With vector<lower=0>[2] a; I get the same crash. Does it run on R/RStudio…? Maybe the model is so poorly specified that it crashes R but not cmdstanr?

Weird. I’m in rstudio and this runs

library(cmdstanr)
library(data.table)
mod <- cmdstan_model("weibull_crash.stan")
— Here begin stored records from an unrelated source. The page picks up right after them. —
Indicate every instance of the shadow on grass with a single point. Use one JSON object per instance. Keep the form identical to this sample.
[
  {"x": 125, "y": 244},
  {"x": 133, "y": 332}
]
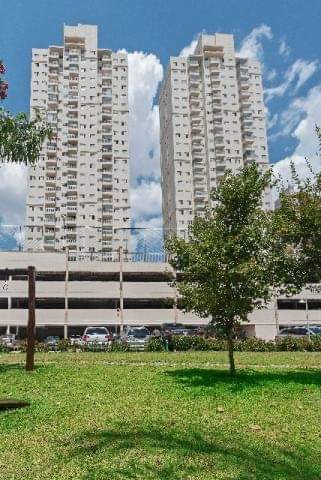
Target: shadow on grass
[
  {"x": 203, "y": 377},
  {"x": 8, "y": 367},
  {"x": 157, "y": 454}
]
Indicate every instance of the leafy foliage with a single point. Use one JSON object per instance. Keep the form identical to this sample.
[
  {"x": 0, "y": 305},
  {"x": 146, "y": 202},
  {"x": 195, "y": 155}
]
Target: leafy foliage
[
  {"x": 21, "y": 139},
  {"x": 299, "y": 217},
  {"x": 3, "y": 83},
  {"x": 234, "y": 255}
]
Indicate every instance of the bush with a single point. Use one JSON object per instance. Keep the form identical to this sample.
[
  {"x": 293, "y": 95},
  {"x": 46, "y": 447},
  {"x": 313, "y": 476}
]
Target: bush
[
  {"x": 292, "y": 344},
  {"x": 4, "y": 348},
  {"x": 253, "y": 344},
  {"x": 182, "y": 343},
  {"x": 63, "y": 345},
  {"x": 155, "y": 344},
  {"x": 119, "y": 347}
]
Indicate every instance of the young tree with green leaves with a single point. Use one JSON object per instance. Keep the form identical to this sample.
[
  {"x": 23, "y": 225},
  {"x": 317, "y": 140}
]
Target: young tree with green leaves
[
  {"x": 299, "y": 217},
  {"x": 21, "y": 139},
  {"x": 233, "y": 260}
]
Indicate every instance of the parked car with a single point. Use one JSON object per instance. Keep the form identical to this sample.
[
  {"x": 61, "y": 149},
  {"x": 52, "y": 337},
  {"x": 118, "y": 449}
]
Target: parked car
[
  {"x": 316, "y": 329},
  {"x": 170, "y": 329},
  {"x": 8, "y": 340},
  {"x": 52, "y": 341},
  {"x": 75, "y": 339},
  {"x": 298, "y": 331},
  {"x": 98, "y": 335},
  {"x": 136, "y": 337}
]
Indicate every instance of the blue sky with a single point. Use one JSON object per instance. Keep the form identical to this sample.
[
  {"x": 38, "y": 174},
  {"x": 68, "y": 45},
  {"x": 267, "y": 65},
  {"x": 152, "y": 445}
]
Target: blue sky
[{"x": 284, "y": 35}]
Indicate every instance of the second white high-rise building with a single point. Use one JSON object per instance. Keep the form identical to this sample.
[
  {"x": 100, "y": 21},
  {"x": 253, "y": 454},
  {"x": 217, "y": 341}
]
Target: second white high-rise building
[
  {"x": 78, "y": 194},
  {"x": 212, "y": 118}
]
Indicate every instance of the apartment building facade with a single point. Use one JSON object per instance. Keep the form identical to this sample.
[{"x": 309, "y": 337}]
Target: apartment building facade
[
  {"x": 212, "y": 118},
  {"x": 78, "y": 193}
]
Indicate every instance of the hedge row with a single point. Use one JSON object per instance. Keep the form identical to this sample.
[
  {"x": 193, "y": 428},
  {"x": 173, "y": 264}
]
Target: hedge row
[
  {"x": 186, "y": 343},
  {"x": 286, "y": 344}
]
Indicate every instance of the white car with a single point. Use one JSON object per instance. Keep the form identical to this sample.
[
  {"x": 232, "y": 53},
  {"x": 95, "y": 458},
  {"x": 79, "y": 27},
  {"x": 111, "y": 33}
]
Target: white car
[
  {"x": 97, "y": 335},
  {"x": 136, "y": 337}
]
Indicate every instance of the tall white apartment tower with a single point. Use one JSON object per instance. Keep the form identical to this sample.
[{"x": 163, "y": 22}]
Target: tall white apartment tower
[
  {"x": 78, "y": 193},
  {"x": 212, "y": 119}
]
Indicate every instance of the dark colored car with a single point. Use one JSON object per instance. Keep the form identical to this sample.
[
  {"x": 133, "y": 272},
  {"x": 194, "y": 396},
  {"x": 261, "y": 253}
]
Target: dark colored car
[{"x": 52, "y": 341}]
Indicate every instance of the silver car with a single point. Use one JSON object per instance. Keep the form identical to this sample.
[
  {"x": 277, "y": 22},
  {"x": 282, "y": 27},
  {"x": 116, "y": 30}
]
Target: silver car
[
  {"x": 136, "y": 337},
  {"x": 8, "y": 340},
  {"x": 96, "y": 335}
]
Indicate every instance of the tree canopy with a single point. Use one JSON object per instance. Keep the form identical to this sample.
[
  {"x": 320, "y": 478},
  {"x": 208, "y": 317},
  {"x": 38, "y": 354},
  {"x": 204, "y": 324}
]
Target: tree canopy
[
  {"x": 21, "y": 139},
  {"x": 234, "y": 259}
]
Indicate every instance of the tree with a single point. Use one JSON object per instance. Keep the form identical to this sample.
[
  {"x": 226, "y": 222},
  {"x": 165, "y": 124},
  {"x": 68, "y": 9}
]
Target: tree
[
  {"x": 299, "y": 217},
  {"x": 21, "y": 139},
  {"x": 234, "y": 259}
]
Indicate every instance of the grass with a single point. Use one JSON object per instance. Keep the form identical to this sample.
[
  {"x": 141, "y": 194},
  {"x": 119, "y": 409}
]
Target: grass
[{"x": 175, "y": 416}]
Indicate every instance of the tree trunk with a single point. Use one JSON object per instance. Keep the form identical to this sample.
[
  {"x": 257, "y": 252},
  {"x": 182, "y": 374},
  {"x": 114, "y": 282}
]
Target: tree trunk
[{"x": 230, "y": 345}]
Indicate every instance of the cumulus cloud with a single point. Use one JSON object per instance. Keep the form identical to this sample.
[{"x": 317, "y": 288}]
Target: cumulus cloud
[
  {"x": 271, "y": 75},
  {"x": 284, "y": 48},
  {"x": 295, "y": 77},
  {"x": 308, "y": 108},
  {"x": 251, "y": 46},
  {"x": 189, "y": 49},
  {"x": 146, "y": 201},
  {"x": 13, "y": 188},
  {"x": 145, "y": 73}
]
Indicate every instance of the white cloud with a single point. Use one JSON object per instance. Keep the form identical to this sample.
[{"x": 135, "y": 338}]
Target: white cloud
[
  {"x": 251, "y": 47},
  {"x": 271, "y": 119},
  {"x": 145, "y": 72},
  {"x": 189, "y": 49},
  {"x": 146, "y": 201},
  {"x": 309, "y": 109},
  {"x": 271, "y": 75},
  {"x": 295, "y": 77},
  {"x": 13, "y": 187},
  {"x": 284, "y": 49}
]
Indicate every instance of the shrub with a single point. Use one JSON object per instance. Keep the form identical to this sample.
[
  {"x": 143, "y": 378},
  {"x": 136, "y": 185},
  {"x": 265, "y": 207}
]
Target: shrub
[
  {"x": 4, "y": 348},
  {"x": 155, "y": 344},
  {"x": 253, "y": 344},
  {"x": 119, "y": 347},
  {"x": 63, "y": 345}
]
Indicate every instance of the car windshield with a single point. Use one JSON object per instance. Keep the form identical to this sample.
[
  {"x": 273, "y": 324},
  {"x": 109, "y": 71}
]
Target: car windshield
[
  {"x": 96, "y": 331},
  {"x": 138, "y": 332},
  {"x": 316, "y": 330}
]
black <- rweibull(1000, 1.1, 65)
other <- rweibull(1000, 1.1, 55)

d <-data.table(days_to_event=c(black,other),color_id=c(rep(1,1000),rep(2,1000)))
d[, adopted := ifelse(days_to_event >= 200, 0, 1)]

dat <- list(
  N=nrow(d),
  days_to_event = d$days_to_event,
  color_id = d$color_id ,
  adopted = d$adopted
)
out <- mod$sample(data = dat,
                  parallel_chains = 4)
1 Like

RStan crashes are commonly caused by a couple of things:

  • Having -march=native in your Makevars.win
  • Recently upgrading from R3.x to R4.x and having the old .rds model files get loaded
  • Not having enough RAM to store all parameter estimates for the model

If none of those are your issue, then restart R (making sure rstan doesn’t get loaded) and try reinstalling rstan and StanHeaders from source via:

# Compile packages using all cores
Sys.setenv(MAKEFLAGS = paste0("-j",parallel::detectCores()))

install.packages(c("StanHeaders","rstan"),type="source")
3 Likes

Thanks @spinkney @andrjohns , reinstalling rstan solved the problem.

3 Likes

I observed the same problem agains shortly after. Removing the .rds file solved it.